Посидев еще немного с племянницей и посоветовавшись с самим собой, дядя Джозеф решил вечером написать миссис Фрэнкленд частное письмо. Составление письма отняло у него очень много времени. Наконец, написав множества черновиков, он закончил письмо, в котором рассказал, что произошло с момента его прибытия в Лондон. Письмо, видимо, разминулось с мистером и миссис Фрэнкленд в пути. Но все его содержание он им уже пересказал.
Выслушав рассказ старика, Розамонда, наклонилась к мужу и шепнула ему на ухо:
– Теперь я могу рассказать все, что хотела рассказать еще в Портдженне?
– Если ты уверена в себе, то пусть он узнает тайну от тебя.

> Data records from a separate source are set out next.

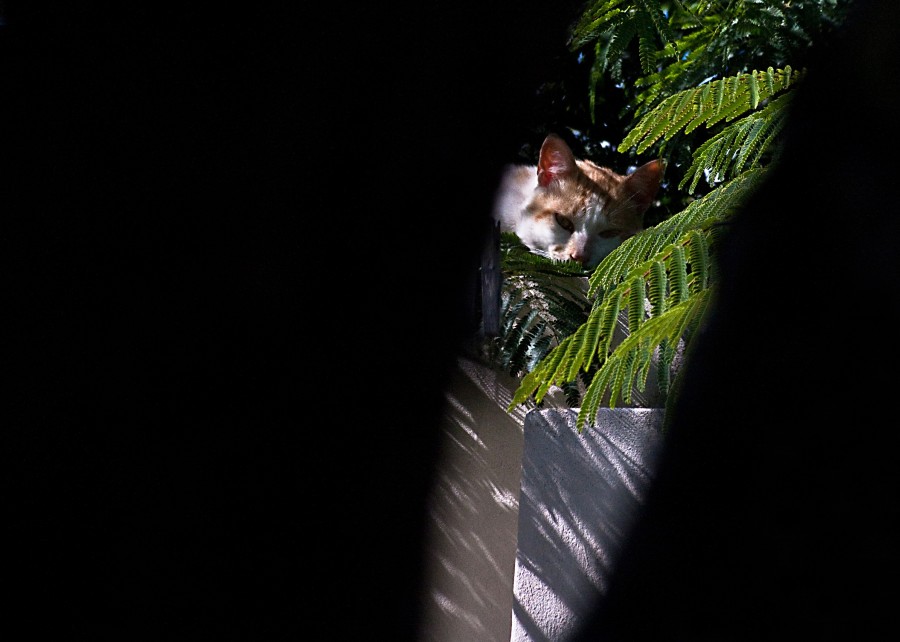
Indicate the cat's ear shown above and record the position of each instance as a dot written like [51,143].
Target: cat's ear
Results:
[643,183]
[556,161]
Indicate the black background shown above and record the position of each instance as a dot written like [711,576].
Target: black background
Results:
[230,321]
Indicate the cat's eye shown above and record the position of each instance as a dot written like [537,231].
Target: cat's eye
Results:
[564,223]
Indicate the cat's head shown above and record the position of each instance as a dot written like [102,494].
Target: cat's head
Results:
[580,211]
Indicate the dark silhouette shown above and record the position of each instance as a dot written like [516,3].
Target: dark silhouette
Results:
[239,249]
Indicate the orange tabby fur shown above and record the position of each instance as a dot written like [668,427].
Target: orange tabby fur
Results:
[569,209]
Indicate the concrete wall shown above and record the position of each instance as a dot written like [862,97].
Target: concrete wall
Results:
[474,511]
[526,514]
[580,493]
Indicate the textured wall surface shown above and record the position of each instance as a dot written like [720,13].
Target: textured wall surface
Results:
[579,495]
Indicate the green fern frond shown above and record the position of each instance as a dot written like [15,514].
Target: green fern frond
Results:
[737,146]
[635,252]
[617,372]
[723,99]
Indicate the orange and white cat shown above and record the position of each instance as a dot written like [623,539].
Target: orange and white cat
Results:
[569,209]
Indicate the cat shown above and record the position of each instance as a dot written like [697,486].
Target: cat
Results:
[574,210]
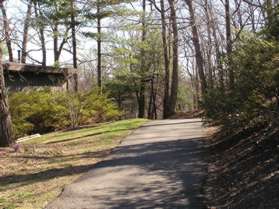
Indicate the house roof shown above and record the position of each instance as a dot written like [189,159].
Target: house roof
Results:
[19,67]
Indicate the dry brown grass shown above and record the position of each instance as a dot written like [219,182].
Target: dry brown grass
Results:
[35,175]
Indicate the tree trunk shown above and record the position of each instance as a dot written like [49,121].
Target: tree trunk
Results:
[229,43]
[196,42]
[25,31]
[73,27]
[209,46]
[99,45]
[55,42]
[174,83]
[141,102]
[39,15]
[7,31]
[5,117]
[166,109]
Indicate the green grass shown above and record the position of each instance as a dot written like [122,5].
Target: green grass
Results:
[37,174]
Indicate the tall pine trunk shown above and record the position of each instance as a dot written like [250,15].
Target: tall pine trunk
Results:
[5,117]
[25,31]
[141,98]
[174,82]
[196,42]
[99,45]
[7,31]
[166,109]
[229,43]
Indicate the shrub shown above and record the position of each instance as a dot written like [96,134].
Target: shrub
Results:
[42,111]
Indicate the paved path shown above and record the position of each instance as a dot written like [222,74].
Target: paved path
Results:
[159,166]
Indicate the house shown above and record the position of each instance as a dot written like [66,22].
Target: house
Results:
[19,76]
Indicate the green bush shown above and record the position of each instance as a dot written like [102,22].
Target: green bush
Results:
[254,98]
[42,111]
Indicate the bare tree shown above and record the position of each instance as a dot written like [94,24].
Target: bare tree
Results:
[7,30]
[5,117]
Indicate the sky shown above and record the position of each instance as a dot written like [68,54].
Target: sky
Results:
[16,12]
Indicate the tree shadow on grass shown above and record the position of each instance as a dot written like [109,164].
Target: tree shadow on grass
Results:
[89,135]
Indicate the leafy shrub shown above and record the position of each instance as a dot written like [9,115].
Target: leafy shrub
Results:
[254,98]
[42,111]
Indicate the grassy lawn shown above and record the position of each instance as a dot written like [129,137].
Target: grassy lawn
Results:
[36,174]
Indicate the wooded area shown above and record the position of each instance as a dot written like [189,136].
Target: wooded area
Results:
[154,59]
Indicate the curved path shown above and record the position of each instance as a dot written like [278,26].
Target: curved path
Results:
[161,165]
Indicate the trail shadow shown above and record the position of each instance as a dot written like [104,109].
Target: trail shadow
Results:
[90,135]
[179,168]
[173,123]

Поборов перовое естественное изумление, дядя Джозеф высказался совершенно противоположно мистеру Никсону. Ни тени сомнения не омрачило лицо старика, ни слова возражения не сорвалось с его губ. Единственной эмоцией его был простой, безотчетный и непритворный восторг. Он вскочил на ноги, глаза его снова засияли. В одно мгновение он захлопал в ладоши, как ребенок, в другое – подхватил шляпу и стал упрашивать Розамонду позволить ему немедленно отвести ее к постели племянницы.
– Если вы только скажете Саре то, что только что сказали мне, – кричал он, торопливо пересекая комнату, чтобы открыть дверь, – вы вернете ей силы, вы поднимете ее с постели, вы вылечите ее!
– Подумайте немного, – остановил его Леонард, – о том, что вам сказал доктор. Внезапное открытие, которое сделало вас таким счастливым, может быть гибельно для вашей племянницы. Прежде чем говорить на тему, которая наверняка сильно ее взволнует, как бы осторожно мы ее ни преподнесли, мы должны сначала обратиться к доктору за советом.